2Conservatory Water, Central Park
Stuart Little
In E.B. White’s 1945 novel Stuart Little, the eponymous title character is a mouse living with his human family in New York City. It’s considered a children’s classic now, but Stuart Little wasn’t exactly received with unanimous praise upon publication. Malcolm Cowley, reviewing the book in the New York Times, expected more from a writer of White’s talent, declaring that he “found it a little disappointing.” After she read the galleys, Anne Carroll Moore, the former head of children’s library services for the New York Public Library and one of the most powerful people in children’s literature, went so far as to send White a 14-page letter begging him not to publish the book.

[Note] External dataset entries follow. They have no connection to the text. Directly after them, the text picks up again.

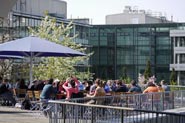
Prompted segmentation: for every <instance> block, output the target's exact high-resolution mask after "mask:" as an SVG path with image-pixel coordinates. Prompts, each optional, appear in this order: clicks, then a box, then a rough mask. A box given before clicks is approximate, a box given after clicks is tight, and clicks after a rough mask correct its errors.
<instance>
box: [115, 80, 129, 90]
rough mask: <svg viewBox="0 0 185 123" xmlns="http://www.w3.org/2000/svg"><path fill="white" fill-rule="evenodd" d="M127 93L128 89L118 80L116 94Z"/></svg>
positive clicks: (121, 82)
mask: <svg viewBox="0 0 185 123" xmlns="http://www.w3.org/2000/svg"><path fill="white" fill-rule="evenodd" d="M127 91H128V88H127V86H126V85H125V84H123V82H122V80H117V81H116V89H115V92H127Z"/></svg>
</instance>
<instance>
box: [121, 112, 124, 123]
mask: <svg viewBox="0 0 185 123" xmlns="http://www.w3.org/2000/svg"><path fill="white" fill-rule="evenodd" d="M121 123H124V112H123V110H121Z"/></svg>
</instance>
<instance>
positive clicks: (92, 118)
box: [91, 107, 94, 123]
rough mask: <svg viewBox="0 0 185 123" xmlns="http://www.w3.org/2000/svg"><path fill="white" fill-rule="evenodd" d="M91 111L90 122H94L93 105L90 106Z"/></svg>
mask: <svg viewBox="0 0 185 123" xmlns="http://www.w3.org/2000/svg"><path fill="white" fill-rule="evenodd" d="M91 111H92V113H91V123H94V121H93V120H94V109H93V107H91Z"/></svg>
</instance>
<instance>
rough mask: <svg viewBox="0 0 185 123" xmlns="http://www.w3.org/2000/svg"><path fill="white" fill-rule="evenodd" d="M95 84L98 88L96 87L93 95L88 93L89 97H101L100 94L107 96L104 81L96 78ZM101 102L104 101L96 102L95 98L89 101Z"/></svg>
mask: <svg viewBox="0 0 185 123" xmlns="http://www.w3.org/2000/svg"><path fill="white" fill-rule="evenodd" d="M95 85H96V89H95V92H94V94H93V95H90V94H87V97H99V96H105V95H106V93H105V90H104V88H103V83H102V81H101V80H100V79H96V80H95ZM94 103H96V104H100V103H102V100H98V101H96V102H95V100H91V101H89V102H88V104H94Z"/></svg>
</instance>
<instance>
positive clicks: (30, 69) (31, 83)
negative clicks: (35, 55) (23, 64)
mask: <svg viewBox="0 0 185 123" xmlns="http://www.w3.org/2000/svg"><path fill="white" fill-rule="evenodd" d="M32 66H33V53H31V56H30V84H32V82H33V76H32Z"/></svg>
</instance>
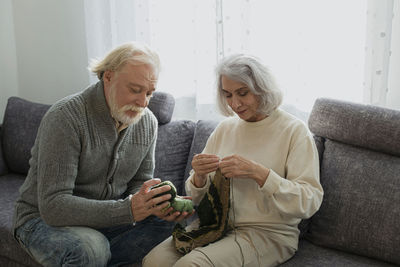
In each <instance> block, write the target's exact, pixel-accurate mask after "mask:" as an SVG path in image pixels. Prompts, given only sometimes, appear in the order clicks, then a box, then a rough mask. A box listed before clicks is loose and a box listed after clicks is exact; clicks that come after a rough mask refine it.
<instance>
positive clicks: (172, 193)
mask: <svg viewBox="0 0 400 267" xmlns="http://www.w3.org/2000/svg"><path fill="white" fill-rule="evenodd" d="M164 185H169V186H170V187H171V189H170V190H168V191H167V192H164V193H161V194H158V195H155V196H154V197H153V198H155V197H159V196H162V195H165V194H171V198H170V199H169V202H170V204H169V205H168V206H167V207H166V208H164V211H165V210H167V209H168V208H169V207H172V208H173V209H174V210H173V211H174V212H175V211H179V212H184V211H186V212H189V213H191V212H192V211H193V202H192V200H191V199H186V198H183V197H181V196H178V195H177V194H176V188H175V186H174V184H173V183H172V182H171V181H164V182H161V183H159V184H156V185H154V186H152V187H151V189H154V188H158V187H161V186H164Z"/></svg>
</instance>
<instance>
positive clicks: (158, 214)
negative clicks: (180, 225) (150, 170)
mask: <svg viewBox="0 0 400 267" xmlns="http://www.w3.org/2000/svg"><path fill="white" fill-rule="evenodd" d="M160 182H161V180H160V179H157V178H156V179H152V180H149V181H146V182H144V183H143V185H142V187H141V188H140V190H139V191H138V192H137V193H136V194H134V195H133V196H132V198H131V208H132V214H133V219H134V220H135V221H136V222H139V221H142V220H144V219H146V218H147V217H148V216H150V215H155V216H157V217H159V218H161V219H163V220H166V221H176V222H178V221H182V220H184V219H186V218H188V217H190V216H192V215H193V213H194V210H193V212H191V213H188V212H182V213H181V212H179V211H177V212H172V211H173V208H172V207H169V208H167V207H168V205H169V202H168V200H169V199H170V198H171V194H165V195H161V196H159V197H155V198H153V197H154V196H156V195H158V194H161V193H164V192H167V191H169V190H170V189H171V187H170V186H169V185H164V186H161V187H157V188H154V189H151V187H152V186H154V185H156V184H159V183H160ZM184 198H190V197H184Z"/></svg>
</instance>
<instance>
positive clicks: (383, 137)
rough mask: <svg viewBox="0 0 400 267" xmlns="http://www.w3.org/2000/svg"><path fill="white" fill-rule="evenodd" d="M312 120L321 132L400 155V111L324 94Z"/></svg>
mask: <svg viewBox="0 0 400 267" xmlns="http://www.w3.org/2000/svg"><path fill="white" fill-rule="evenodd" d="M308 123H309V127H310V130H311V131H312V132H313V133H314V134H315V135H317V136H322V137H326V138H330V139H333V140H336V141H340V142H342V143H346V144H351V145H356V146H361V147H365V148H369V149H373V150H376V151H381V152H386V153H389V154H392V155H397V156H400V111H396V110H391V109H385V108H381V107H376V106H369V105H362V104H355V103H350V102H344V101H338V100H332V99H326V98H321V99H317V101H316V102H315V104H314V107H313V110H312V112H311V115H310V118H309V121H308Z"/></svg>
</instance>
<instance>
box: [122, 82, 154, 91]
mask: <svg viewBox="0 0 400 267" xmlns="http://www.w3.org/2000/svg"><path fill="white" fill-rule="evenodd" d="M128 86H129V87H139V88H140V89H141V90H143V89H145V86H143V85H140V84H137V83H133V82H128ZM155 90H156V88H155V87H153V88H150V91H151V92H154V91H155Z"/></svg>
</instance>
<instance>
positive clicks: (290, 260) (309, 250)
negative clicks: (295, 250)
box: [280, 240, 397, 267]
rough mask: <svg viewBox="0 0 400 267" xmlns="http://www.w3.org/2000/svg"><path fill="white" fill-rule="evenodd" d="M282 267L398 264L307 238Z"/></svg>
mask: <svg viewBox="0 0 400 267" xmlns="http://www.w3.org/2000/svg"><path fill="white" fill-rule="evenodd" d="M280 266H282V267H298V266H302V267H315V266H332V267H337V266H346V267H357V266H363V267H365V266H371V267H375V266H376V267H378V266H381V267H390V266H397V265H394V264H390V263H387V262H383V261H379V260H374V259H371V258H367V257H361V256H357V255H355V254H351V253H346V252H342V251H339V250H335V249H330V248H324V247H321V246H316V245H314V244H312V243H311V242H308V241H306V240H301V241H300V242H299V250H298V251H297V252H296V254H295V255H294V256H293V258H291V259H290V260H288V261H287V262H285V263H283V264H282V265H280Z"/></svg>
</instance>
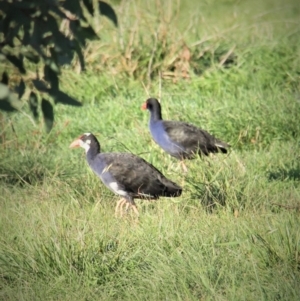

White didn’t pay much attention to his critics, and his story of Stuart’s mishaps and adventures in the big city was a hit with kids and adults alike. In one of the book’s most famous scenes, Stuart competes in a sailboat race at Conservatory Water, a model boat pond in Central Park. Today, kids and adults alike can still rent remote-controlled sailboats or simply show up to watch the model boat races that are still held every Saturday at 10 AM at the pond.
1Paddington Station
A Bear Called Paddington
When the Brown family find a lost bear with a note pinned to his coat that says “Please look after this bear,” they do what any self-respecting London family would do: They take him in, naming the bear after the place where they found him—Paddington Station. Thus began the story of Paddington Bear, who has gone on to star in dozens of books, several television series, and an upcoming movie. Paddington’s creator, Michael Bond, has said that he was inspired to write the first story after seeing a lone stuffed bear on a shop shelf on Christmas Eve. He felt sorry for the toy and bought it as a gift for his wife, naming it “Paddington” after the nearby London train station.
Paddington Station, still a major rail hub in the British capital, retains the same general character it had in the 1950s, when Paddington arrived there after his journey from darkest Peru. Not surprisingly, there’s a Paddington Bear shop, as well as a statue of the beloved bear at the station. Those who can’t make the jaunt across the pond can still see the real-life Paddington Station in the Paddington feature film, due out in 2014.
Megan Elliott is a writer living in San Diego.